54.
Between the two camps was a water-course, shut in by very high banks on either side and overgrown all round with marsh-grass and the underbrush and brambles with which uncultivated land is usually clothed. When Hannibal, riding over the ground himself, saw that this place afforded sufficient cover even for cavalry, he said to his brother Mago, “This will be the place for you to hold.
[2]
Choose out a hundred men from all the infantry and a hundred from the cavalry, and come with them to my quarters at the first watch. It is time now to sup and rest.” With that he broke up the council.
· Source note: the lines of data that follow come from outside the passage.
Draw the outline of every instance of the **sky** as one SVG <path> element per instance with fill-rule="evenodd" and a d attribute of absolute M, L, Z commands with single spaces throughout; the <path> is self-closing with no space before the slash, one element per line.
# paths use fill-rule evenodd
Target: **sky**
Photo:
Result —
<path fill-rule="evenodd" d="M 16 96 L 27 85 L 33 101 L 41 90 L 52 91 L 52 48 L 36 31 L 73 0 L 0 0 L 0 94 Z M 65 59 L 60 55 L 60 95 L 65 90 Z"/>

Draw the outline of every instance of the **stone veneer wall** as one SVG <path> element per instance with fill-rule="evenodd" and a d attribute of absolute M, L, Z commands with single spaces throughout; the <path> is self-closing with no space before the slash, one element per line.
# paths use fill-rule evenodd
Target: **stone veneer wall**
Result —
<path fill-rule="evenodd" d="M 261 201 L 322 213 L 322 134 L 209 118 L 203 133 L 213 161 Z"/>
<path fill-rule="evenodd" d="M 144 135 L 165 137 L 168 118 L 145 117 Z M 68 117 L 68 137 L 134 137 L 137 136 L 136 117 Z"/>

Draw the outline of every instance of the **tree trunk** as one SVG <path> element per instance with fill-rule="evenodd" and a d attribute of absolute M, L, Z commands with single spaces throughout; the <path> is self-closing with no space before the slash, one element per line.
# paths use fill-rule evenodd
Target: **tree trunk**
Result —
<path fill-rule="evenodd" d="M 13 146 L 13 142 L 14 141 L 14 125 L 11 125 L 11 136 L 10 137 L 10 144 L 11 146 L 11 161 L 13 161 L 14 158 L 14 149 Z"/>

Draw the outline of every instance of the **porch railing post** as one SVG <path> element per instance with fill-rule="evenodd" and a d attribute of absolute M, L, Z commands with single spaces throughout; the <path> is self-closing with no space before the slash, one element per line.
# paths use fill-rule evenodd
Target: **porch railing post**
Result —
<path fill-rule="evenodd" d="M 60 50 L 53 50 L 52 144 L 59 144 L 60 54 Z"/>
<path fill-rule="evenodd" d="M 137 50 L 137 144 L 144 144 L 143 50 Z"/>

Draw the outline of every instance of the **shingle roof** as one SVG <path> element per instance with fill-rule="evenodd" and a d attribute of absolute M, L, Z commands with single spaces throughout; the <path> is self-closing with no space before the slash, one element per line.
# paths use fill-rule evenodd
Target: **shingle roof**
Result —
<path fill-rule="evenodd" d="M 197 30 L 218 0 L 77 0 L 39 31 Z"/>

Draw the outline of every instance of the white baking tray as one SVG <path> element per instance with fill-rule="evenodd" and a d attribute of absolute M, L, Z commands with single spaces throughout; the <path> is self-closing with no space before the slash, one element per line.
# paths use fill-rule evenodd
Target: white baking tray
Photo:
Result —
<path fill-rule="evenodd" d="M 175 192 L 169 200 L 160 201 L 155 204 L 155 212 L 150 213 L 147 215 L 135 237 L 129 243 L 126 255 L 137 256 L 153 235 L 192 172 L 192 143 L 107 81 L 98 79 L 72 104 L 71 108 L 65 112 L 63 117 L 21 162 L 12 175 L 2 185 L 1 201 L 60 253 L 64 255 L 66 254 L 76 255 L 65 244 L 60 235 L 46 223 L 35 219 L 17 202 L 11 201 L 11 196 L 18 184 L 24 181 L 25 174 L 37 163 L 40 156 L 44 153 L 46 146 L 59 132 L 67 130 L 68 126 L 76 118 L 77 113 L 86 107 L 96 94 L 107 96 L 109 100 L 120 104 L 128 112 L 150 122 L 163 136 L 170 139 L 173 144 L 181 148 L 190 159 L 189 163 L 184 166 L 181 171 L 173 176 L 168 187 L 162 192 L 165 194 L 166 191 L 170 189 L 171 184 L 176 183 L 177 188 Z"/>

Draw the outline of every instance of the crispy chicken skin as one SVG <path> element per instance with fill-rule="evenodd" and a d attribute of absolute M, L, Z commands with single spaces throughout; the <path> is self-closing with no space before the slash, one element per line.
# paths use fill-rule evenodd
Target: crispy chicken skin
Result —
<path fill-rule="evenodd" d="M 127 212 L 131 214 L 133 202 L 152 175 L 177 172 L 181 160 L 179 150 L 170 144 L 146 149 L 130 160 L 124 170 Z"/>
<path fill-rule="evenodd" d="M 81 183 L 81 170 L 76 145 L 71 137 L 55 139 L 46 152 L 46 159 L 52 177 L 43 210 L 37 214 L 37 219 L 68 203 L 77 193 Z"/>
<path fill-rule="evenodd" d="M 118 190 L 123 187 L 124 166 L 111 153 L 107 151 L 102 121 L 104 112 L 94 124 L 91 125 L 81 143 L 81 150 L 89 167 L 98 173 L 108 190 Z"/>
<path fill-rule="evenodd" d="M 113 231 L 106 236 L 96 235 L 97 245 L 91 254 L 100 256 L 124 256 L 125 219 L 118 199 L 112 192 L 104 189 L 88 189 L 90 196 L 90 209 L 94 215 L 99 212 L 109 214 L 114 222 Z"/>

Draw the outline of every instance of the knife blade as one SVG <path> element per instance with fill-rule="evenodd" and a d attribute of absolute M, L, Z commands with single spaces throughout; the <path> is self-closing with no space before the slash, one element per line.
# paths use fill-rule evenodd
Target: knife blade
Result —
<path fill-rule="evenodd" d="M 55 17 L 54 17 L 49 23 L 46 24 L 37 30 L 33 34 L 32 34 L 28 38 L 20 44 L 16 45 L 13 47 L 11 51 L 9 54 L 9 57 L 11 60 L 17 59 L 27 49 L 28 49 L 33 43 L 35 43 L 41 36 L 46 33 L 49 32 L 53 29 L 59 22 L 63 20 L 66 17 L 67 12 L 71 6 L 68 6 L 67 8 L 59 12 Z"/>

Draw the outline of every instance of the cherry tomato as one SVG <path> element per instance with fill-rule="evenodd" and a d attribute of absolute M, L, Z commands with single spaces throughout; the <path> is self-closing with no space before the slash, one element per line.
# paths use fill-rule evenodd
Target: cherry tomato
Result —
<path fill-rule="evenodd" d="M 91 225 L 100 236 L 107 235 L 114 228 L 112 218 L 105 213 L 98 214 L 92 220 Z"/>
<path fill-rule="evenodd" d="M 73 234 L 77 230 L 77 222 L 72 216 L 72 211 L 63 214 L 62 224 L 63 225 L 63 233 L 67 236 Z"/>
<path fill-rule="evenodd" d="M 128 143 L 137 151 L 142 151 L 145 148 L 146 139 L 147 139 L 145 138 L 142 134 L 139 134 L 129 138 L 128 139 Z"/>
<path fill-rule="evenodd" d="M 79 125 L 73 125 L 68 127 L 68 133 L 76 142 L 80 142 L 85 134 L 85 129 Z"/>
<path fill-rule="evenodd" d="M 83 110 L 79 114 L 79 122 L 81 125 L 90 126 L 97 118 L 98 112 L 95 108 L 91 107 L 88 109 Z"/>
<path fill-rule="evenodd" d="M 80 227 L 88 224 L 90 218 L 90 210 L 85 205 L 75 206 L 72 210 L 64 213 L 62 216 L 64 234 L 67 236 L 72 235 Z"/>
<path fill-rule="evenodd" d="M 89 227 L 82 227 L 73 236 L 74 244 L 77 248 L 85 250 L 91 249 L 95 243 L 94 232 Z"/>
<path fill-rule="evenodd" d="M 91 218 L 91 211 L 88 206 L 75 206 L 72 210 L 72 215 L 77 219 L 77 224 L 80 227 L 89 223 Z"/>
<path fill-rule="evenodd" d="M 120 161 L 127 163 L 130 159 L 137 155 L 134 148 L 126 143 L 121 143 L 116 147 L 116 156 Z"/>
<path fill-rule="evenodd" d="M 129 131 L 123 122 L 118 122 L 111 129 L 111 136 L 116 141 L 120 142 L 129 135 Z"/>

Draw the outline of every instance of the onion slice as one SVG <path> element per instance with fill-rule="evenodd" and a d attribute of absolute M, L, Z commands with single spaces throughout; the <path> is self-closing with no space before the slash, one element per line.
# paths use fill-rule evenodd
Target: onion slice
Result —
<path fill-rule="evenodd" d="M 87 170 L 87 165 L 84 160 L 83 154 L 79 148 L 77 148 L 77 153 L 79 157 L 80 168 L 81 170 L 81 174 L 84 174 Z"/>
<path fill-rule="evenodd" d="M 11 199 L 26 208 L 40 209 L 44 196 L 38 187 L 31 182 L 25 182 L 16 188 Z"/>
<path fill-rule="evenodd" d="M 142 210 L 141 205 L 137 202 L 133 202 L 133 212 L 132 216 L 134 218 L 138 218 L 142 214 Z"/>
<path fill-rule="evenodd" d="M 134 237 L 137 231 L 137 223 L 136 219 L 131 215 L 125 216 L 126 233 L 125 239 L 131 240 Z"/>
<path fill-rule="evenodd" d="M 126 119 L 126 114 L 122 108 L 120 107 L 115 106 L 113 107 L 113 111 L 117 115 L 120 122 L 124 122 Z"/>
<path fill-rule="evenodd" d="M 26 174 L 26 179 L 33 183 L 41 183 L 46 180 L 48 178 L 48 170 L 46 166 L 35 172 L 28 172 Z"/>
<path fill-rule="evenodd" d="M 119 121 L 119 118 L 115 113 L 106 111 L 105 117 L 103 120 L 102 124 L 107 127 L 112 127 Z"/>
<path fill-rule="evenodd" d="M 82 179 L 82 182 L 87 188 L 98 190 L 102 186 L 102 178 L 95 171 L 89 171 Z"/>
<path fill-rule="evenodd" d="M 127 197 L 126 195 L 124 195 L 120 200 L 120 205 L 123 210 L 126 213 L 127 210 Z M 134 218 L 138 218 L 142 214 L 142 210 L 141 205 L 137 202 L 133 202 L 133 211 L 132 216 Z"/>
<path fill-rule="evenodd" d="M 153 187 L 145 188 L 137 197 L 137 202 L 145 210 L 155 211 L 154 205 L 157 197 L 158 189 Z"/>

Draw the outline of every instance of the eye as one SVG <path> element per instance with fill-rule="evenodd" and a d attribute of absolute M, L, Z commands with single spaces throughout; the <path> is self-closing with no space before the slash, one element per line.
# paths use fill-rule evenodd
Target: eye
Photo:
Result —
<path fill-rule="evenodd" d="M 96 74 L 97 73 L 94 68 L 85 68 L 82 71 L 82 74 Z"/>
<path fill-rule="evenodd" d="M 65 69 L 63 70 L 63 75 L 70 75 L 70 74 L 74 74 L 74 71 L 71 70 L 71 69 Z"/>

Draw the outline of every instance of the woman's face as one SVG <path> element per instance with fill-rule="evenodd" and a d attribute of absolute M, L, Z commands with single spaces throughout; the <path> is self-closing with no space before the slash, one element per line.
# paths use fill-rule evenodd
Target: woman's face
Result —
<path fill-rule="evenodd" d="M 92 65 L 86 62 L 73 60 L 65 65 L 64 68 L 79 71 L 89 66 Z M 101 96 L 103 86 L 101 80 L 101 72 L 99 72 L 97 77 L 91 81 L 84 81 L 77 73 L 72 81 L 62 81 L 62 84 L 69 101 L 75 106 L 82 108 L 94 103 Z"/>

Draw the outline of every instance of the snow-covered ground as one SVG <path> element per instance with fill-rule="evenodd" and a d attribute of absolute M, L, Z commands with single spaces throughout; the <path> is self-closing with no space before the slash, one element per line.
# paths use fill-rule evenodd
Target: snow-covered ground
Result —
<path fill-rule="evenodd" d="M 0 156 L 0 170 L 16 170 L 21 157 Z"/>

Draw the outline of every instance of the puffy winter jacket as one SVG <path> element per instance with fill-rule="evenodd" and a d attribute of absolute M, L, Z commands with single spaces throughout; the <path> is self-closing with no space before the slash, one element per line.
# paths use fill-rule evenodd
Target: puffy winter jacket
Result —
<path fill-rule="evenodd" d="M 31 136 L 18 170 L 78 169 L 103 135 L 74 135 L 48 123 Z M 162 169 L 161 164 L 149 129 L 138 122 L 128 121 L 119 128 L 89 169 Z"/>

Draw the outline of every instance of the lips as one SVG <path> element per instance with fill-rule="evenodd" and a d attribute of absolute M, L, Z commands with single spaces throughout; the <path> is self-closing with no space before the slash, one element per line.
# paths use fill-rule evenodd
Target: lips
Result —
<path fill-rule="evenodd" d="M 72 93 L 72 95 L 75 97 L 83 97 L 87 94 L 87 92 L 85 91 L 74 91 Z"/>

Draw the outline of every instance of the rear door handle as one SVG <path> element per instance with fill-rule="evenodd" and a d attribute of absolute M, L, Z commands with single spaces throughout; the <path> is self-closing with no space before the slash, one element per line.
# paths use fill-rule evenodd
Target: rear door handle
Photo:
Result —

In a little while Mago presented himself with his picked men.
[3]
“I see the stoutest of my men,” said [p. 161]Hannibal, “but that your numbers too may be strong to1 match your bravery, choose, each of you, from the squadrons and the maniples, nine others like yourselves. Mago will point out to you the spot where you are to lie in ambush; you have an enemy who is blind to these stratagems.”
[4]
Mago and his thousand horse and thousand foot being thus dispatched, Hannibal ordered the Numidian cavalry to cross the Trebia at dawn, and riding up to the enemy's gates and discharging missiles against his outposts, to lure him into battle; and then, when the fight was on, to give ground insensibly and draw him across the river. Such were the orders of the Numidians.
[5]
The other officers, both of cavalry and of infantry, were instructed to make their men have breakfast, and then, armed and with horses saddled, to await the signal.
[6]
On the flurry caused by the Numidians, Sempronius, confident where cavalry was concerned, first led out all of this part of his forces; then six thousand of the infantry; and finally all the rest of his troops. He had fully made up his mind beforehand and was eager for the battle.
[7]
It chanced to be the time of year when the days are shortest, and it was snowing in the region between the Alps and the Apennines, and the proximity of rivers and marshes intensified the bitter cold.
[8]
Moreover, men and horses had been turned out in haste, without stopping for food or doing anything to guard against becoming chilled; there was no warmth in them, and the nearer they approached the atmosphere of the river the sharper grew the cold wind in their faces.
[9]
But when, in pursuit of the fleeing Numidians, they entered the water —swollen breast-high with the [p. 163]rain that had fallen in the night —or at any rate2 when they got out upon the further bank, then indeed their bodies were all so benumbed that they could hardly hold their weapons; and at the same time they were fainting with fatigue, and, as the day wore on, with hunger as well.